Post-radiation stricture is a rare complication after pelvis irradiation, but must be in the mind of the clinician evaluating a lower gastrointestinal obstruction. Endoscopy has gained an important role in chronic radiation proctitis with several therapeutic options for management of intestinal strictures. The treatment of rectal strictures has been limited to surgery with high morbidity and mortality. Therefore, a less invasive therapeutic approach for benign rectal strictures, endoscopic balloon dilation with or without intralesional steroid injection, has become a common treatment modality.
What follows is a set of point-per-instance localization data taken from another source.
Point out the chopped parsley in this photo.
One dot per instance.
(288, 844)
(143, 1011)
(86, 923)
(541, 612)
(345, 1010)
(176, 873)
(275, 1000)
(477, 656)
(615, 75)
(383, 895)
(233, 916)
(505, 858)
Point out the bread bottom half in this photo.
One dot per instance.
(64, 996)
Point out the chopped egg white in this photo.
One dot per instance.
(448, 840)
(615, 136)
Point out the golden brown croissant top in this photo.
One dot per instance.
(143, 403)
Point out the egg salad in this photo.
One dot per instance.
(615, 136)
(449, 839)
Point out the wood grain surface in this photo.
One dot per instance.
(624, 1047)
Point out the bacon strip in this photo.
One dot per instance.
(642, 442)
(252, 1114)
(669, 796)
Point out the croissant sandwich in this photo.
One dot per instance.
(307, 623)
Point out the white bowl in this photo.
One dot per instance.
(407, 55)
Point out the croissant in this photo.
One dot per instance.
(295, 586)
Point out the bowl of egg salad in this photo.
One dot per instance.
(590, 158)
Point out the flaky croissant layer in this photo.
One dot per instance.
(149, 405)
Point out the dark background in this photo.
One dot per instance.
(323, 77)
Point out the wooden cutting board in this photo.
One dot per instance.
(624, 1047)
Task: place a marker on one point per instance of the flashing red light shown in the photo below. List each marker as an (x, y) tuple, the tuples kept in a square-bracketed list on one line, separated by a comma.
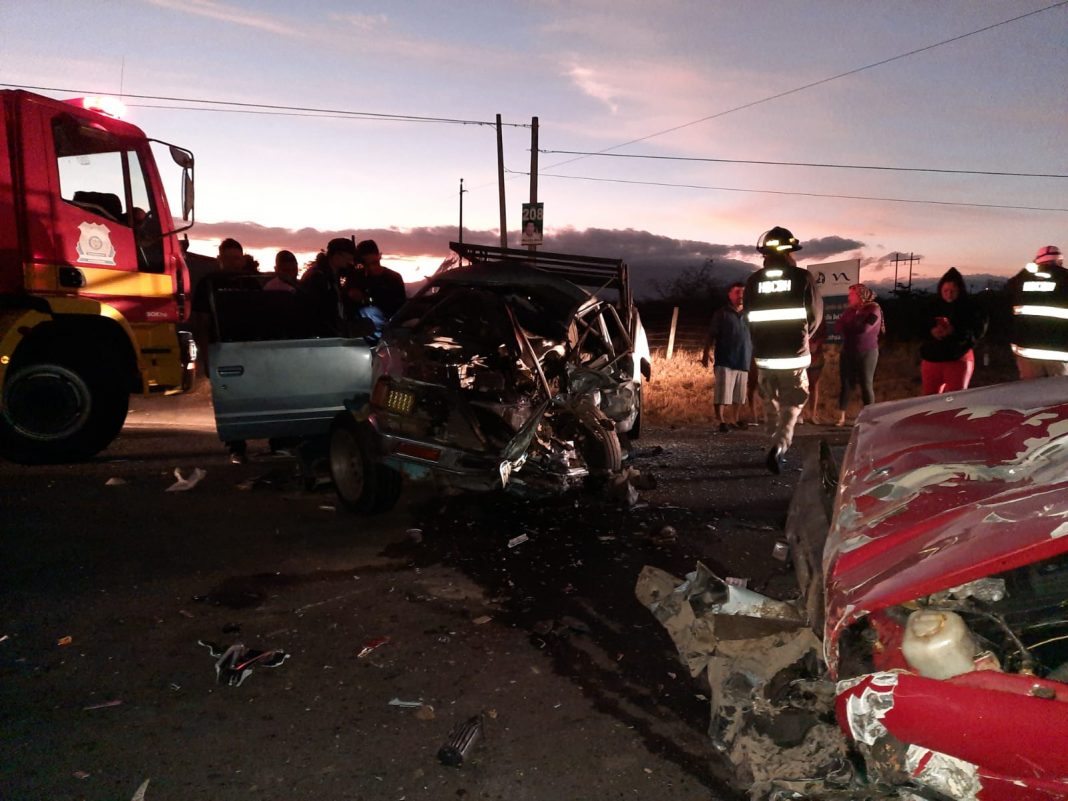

We present a case of benign post-radiation rectal stricture treated successfully with balloon dilation and adjuvant intralesional triamcinolone injection. A 70-year-old woman presented to the emergency room complaining for 2 weeks of diarrhea and meteorism, 11 years after radiation of the pelvis due to adenocarcinoma of the uterus. Colonoscopy revealed a stricture at the rectum and multiple endoscopic biopsies were obtained from the stricture. The stricture was treated with endoscopic balloon dilation and intralesional triamcinolone injection. The procedure appears to have a high success rate and a very low complication rate. Histologic examination of the biopsies revealed non-specific inflammatory changes of the rectal mucosa and no specific changes of the mucosa due to radiation. All biopsies were negative for malignancy. The patient is stricture-free 12 months post-treatment.

摘要

放射性狭窄是盆腔放疗后一种罕见的并发症,但在评估下消化道梗阻的临床医生心中必须予以重视。在内镜检查在慢性放射性直肠炎中发挥重要作用的同时,对于肠道狭窄的处理也有多种治疗选择。直肠狭窄的治疗一直局限于手术,其发病率和死亡率都很高。因此,一种针对良性直肠狭窄的侵入性较小的治疗方法,即内镜下球囊扩张术(可联合或不联合病灶内注射类固醇),已成为一种常用的治疗方式。我们报告一例通过球囊扩张术及辅助病灶内注射曲安奈德成功治疗的良性放射性直肠狭窄病例。一名70岁女性因子宫腺癌接受盆腔放疗11年后,因腹泻和腹胀2周就诊于急诊室。结肠镜检查发现直肠有一处狭窄,并从狭窄处取了多块内镜活检组织。该狭窄通过内镜下球囊扩张术及病灶内注射曲安奈德进行治疗。该手术似乎成功率很高,并发症发生率很低。活检组织的组织学检查显示直肠黏膜有非特异性炎症改变,未发现因放疗导致的黏膜特异性改变。所有活检均未发现恶性病变。患者在治疗后12个月时无狭窄。